To say no is to acknowledge a door. If there is no door, there is nothing to open. Also, if I am incapable of no, I will widen the distance when possible between myself and Other. The no allows presence. If I can say no you are not I, I can face you. I do not need to obliterate you through disappearance (of self or of you as enacted upon you).
Which calls Lévinas’ alterity to mind. This is infinitely comforting.
"The Other precisely reveals himself in his alterity not in a shock negating the I, but as the primordial phenomenon of gentleness."
Is this to say that ethics are required of only those who are not in a struggle to survive? Of those who “can afford to be gentle”? No again.
And so, what poetry can or could or might do in this place of the I and the non-I and the in-between….poem qua poem and otherwise.
But first, I acknowledge you, dear stranger, and I endeavor not to make you an object of myself. Welcome.
I deeply admire Adorno's work but can the designation "sourpuss" be properly applied to him?
I've never been sure about this...
Posted by: mitch s. | June 12, 2011 at 10:54 AM
He did seem to get off on the wrong foot with folks a fair amount...
Posted by: Cara Benson | June 12, 2011 at 11:49 AM
There always seems to be ten times as many words as are necessary in Derrida.
Posted by: Stacey | June 12, 2011 at 12:18 PM
Derrida O Derrida come light the menorah. . .

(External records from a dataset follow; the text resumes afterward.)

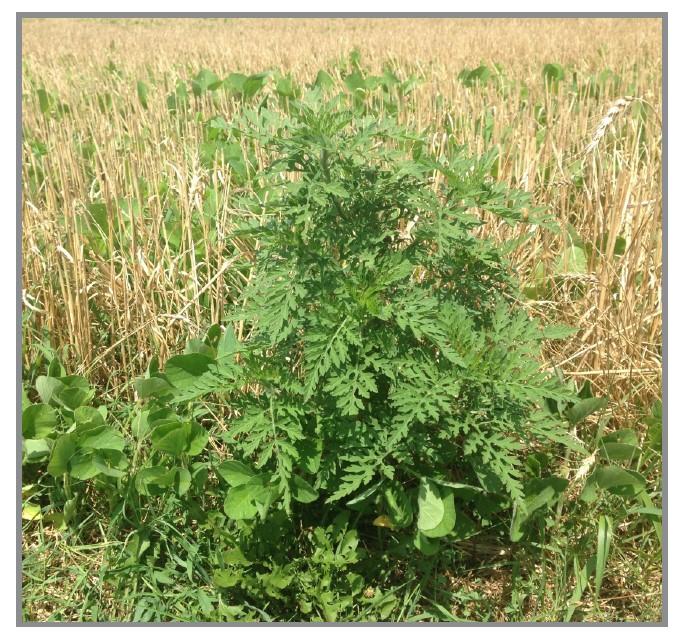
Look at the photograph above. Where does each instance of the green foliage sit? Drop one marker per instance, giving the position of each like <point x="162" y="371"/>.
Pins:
<point x="382" y="401"/>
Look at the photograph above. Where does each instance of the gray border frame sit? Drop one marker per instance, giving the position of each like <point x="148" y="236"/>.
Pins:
<point x="20" y="16"/>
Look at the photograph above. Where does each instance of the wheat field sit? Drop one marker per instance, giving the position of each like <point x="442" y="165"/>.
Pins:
<point x="111" y="314"/>
<point x="127" y="244"/>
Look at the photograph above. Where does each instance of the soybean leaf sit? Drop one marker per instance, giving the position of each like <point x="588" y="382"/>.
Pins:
<point x="430" y="506"/>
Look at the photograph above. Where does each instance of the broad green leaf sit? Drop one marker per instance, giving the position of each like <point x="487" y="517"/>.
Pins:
<point x="235" y="473"/>
<point x="82" y="466"/>
<point x="445" y="527"/>
<point x="170" y="437"/>
<point x="62" y="451"/>
<point x="573" y="260"/>
<point x="74" y="396"/>
<point x="619" y="480"/>
<point x="430" y="506"/>
<point x="38" y="421"/>
<point x="240" y="501"/>
<point x="100" y="438"/>
<point x="47" y="387"/>
<point x="183" y="370"/>
<point x="147" y="387"/>
<point x="36" y="450"/>
<point x="615" y="451"/>
<point x="424" y="545"/>
<point x="196" y="439"/>
<point x="111" y="464"/>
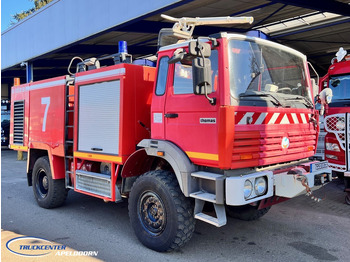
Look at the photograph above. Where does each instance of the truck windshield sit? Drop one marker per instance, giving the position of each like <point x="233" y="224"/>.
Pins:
<point x="263" y="70"/>
<point x="340" y="86"/>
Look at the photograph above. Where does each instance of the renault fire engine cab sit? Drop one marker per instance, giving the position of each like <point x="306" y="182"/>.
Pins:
<point x="337" y="117"/>
<point x="226" y="120"/>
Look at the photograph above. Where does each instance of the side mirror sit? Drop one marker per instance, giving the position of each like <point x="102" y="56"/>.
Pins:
<point x="201" y="70"/>
<point x="179" y="54"/>
<point x="325" y="98"/>
<point x="315" y="87"/>
<point x="199" y="49"/>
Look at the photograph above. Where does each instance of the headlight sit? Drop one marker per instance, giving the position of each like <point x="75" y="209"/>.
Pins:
<point x="248" y="188"/>
<point x="260" y="186"/>
<point x="340" y="125"/>
<point x="332" y="147"/>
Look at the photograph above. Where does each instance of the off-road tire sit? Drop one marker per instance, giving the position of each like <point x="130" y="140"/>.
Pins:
<point x="161" y="216"/>
<point x="247" y="212"/>
<point x="48" y="192"/>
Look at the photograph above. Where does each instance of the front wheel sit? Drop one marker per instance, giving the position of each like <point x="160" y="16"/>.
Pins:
<point x="161" y="216"/>
<point x="48" y="192"/>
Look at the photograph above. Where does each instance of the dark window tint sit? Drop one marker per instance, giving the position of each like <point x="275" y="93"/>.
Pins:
<point x="162" y="75"/>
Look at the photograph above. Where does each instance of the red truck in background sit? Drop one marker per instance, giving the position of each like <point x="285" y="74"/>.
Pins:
<point x="226" y="120"/>
<point x="337" y="118"/>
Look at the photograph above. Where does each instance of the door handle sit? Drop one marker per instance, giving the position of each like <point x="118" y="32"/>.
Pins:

Once I discovered that "Derrida" and "Hanukkah" are both dactyls, it made life much easier for me. I just substituted the latter for the former wherever and whenever.
Posted by: DL | June 12, 2011 at 05:56 PM
Well there goes my all Derrida all week plans....
Posted by: Cara Benson | June 12, 2011 at 07:16 PM
I believe in that "collective undercurrent," but don't want to equate it with "the whole". Is the worry that the undercurrent has dried up or become easy to avoid or fake? That a bunch of I's can't be bothered to say we and mean anything by it? I don't worry about numbers, but I do absolutely think when we write we're responsible to the particularity of our community of particularity, and that it must go beyond our poet friends and their poet poems. Great post! Looking forward to more.
Posted by: Sam | June 13, 2011 at 10:01 PM
Sam, I love the distinction you make between "cu" and "whole"! My worries are moving targets. And then there's O'Hara
"But how can you really care if anybody gets it, or gets what it means, or if it improves them. Improves them for what? For death? Why hurry them along? Too many poets act like a middle-aged mother trying to get her kids to eat too much cooked meat, and potatoes with drippings (tears)."